Улыбка квартирмейстера — его лицо от джина и морских ветров было цвета раскалённого кирпича — улыбка, которая была чем-то вроде незаметной складки в левом углу губ, отблагодарила его.

«Хорошие ребята», — подумал Хельвен.

Пассажиры молчали. Они боялись выразить свои чувства из-за страха быть услышанными, и лёгкая и коварная тревога заползала в их сердца, когда белые дома Кальяо превращались в кубики, которые становились всё меньше и меньше, а небо и земля брали свою власть.

«Баклана» не было видно.

— Где, чёрт возьми, этот таинственный корабль? — шепнул Леминак на ухо профессору. — Я не вижу никаких его признаков.

Каноэ было уже в конце порта.

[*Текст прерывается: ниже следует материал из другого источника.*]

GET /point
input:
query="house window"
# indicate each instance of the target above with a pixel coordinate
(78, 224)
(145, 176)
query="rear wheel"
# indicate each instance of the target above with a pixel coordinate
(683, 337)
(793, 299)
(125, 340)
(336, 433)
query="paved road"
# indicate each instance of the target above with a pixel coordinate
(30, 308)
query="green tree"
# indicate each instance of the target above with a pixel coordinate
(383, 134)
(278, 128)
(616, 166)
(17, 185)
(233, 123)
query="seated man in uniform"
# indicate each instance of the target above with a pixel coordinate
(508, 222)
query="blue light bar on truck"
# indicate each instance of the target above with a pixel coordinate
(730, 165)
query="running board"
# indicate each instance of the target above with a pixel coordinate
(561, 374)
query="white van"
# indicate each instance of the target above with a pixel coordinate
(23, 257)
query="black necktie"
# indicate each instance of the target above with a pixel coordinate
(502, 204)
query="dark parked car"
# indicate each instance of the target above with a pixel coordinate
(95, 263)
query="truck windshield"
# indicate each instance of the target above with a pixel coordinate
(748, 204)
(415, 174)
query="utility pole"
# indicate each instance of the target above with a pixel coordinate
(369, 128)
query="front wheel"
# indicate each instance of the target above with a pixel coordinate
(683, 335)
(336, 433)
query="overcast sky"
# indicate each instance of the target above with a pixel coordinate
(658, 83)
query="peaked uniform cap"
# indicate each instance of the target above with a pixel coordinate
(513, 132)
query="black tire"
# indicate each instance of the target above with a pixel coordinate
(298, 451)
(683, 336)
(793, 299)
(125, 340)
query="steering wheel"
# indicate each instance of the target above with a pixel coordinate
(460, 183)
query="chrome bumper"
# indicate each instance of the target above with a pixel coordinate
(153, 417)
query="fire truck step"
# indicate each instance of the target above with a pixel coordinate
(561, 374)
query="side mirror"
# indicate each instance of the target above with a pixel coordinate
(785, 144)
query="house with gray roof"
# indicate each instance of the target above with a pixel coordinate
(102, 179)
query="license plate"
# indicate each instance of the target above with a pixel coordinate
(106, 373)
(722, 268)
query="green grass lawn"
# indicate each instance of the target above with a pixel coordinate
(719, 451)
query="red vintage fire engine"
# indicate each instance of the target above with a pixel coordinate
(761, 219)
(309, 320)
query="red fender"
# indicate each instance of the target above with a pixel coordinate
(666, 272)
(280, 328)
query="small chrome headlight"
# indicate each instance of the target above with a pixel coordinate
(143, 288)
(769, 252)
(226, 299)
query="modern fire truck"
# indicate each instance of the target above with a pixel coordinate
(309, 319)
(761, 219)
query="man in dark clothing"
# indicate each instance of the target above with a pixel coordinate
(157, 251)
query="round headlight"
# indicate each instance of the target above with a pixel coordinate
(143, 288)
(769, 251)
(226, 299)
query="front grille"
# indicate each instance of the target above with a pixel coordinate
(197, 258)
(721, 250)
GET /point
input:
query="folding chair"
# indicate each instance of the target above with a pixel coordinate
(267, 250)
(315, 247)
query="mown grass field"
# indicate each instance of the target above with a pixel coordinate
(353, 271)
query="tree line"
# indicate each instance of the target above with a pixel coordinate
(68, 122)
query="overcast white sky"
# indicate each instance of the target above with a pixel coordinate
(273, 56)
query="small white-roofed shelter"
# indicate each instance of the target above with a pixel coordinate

Оно прошло мимо каботьеров с ржавым корпусом, траулеров красного и чёрного цветов и двух-трёх более серьёзных пароходов, впавших в полудрёму гавани, где, подобно флагам, медленно развевалось на ветру постиранное бельё, рубашки, майки, трусы. Потом причал, маяк, таможня и открытое море.

— Куда мы плывём? — спросила Мария Ерикова художника.

— Понятия не имею, мне всё равно, — ответил последний низким голосом. — Перед нами приключение: давайте проскользнём. Вы волнуетесь?